My father remarked in a solemn and chastising tone:
"You couldn't get poorer than my Pap and Gram and they didn't throw garbage in their yards and let their homes go to ruin, they didn't steal from others and they certainly didn't take handouts, this isn't a problem with money, this is a problem of values."These well-dressed inner-city blacks have plenty of material luxuries and because they have little need to earn (over several generations now); they have lost the concept of self-respect along with the loss of their family structure and the loss of common decency. This of course, is no longer a black problem, white trash have begun to follow this same pattern.
"Why get married when we can collect more welfare without marriage?" I literally heard my cousin say this to my wife when she asked her when she was planning to marry her boyfriend (with whom she already had a kid.) This is the same logic that killed the black family starting in the 1960s.
hard work and moral values prosper in a state of necessity and as soon as church lost its moral authority and yielded it to the state (which was all too willing to accept the role of "charity") the necessity for values, honor, and hard-work ceased.
We now have the "poorest" class in the United States being one which also has the highest rate of obesity.
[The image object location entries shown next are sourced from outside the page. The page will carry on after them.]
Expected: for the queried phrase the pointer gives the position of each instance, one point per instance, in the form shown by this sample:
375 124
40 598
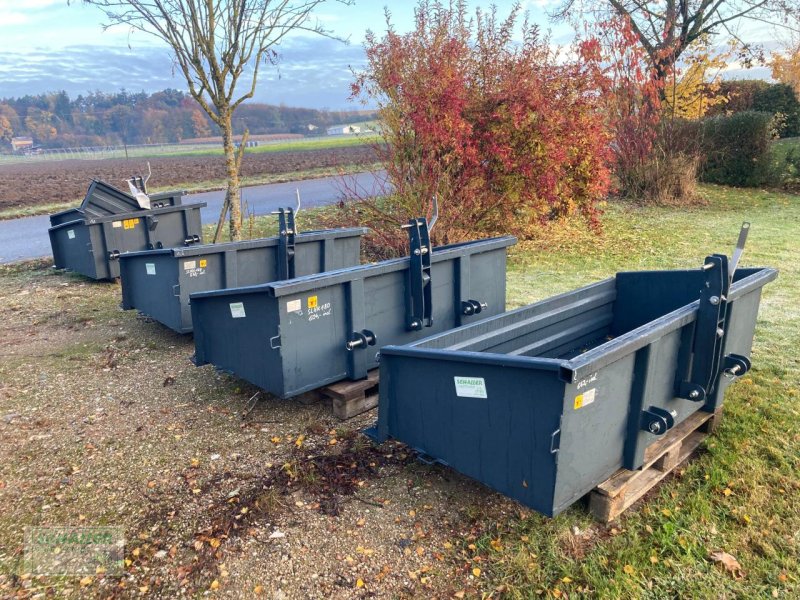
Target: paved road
27 237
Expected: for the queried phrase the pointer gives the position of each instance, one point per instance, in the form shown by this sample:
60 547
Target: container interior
568 325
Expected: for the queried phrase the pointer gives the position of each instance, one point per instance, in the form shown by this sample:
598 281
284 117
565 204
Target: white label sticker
585 398
237 310
470 387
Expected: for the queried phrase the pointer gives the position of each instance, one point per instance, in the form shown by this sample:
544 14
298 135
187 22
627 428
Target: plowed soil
46 182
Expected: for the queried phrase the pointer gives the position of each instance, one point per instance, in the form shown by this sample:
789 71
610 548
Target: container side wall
382 306
505 440
151 285
239 334
647 295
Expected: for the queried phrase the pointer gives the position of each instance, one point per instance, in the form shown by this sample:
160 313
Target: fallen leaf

Calling these people "poor" is not only an insult to my Pap and Gram, its an insult to sub-saharan refugees and impoverished kids digging through trash piles for their next meal in the subcontinent.
Its absurd and my dad was right to knock that bull-shit down.
Our poor are not poor, not really.
They have their material needs taken care of and they are incentivized to pursue decadent lifestyles. With the values of hard-work and family eliminated, all is left for them is crime and a disregard for persons and property. That is why the ghetto looks like it does and why the working class neighborhoods of my depression-era forebears were both clean and safe.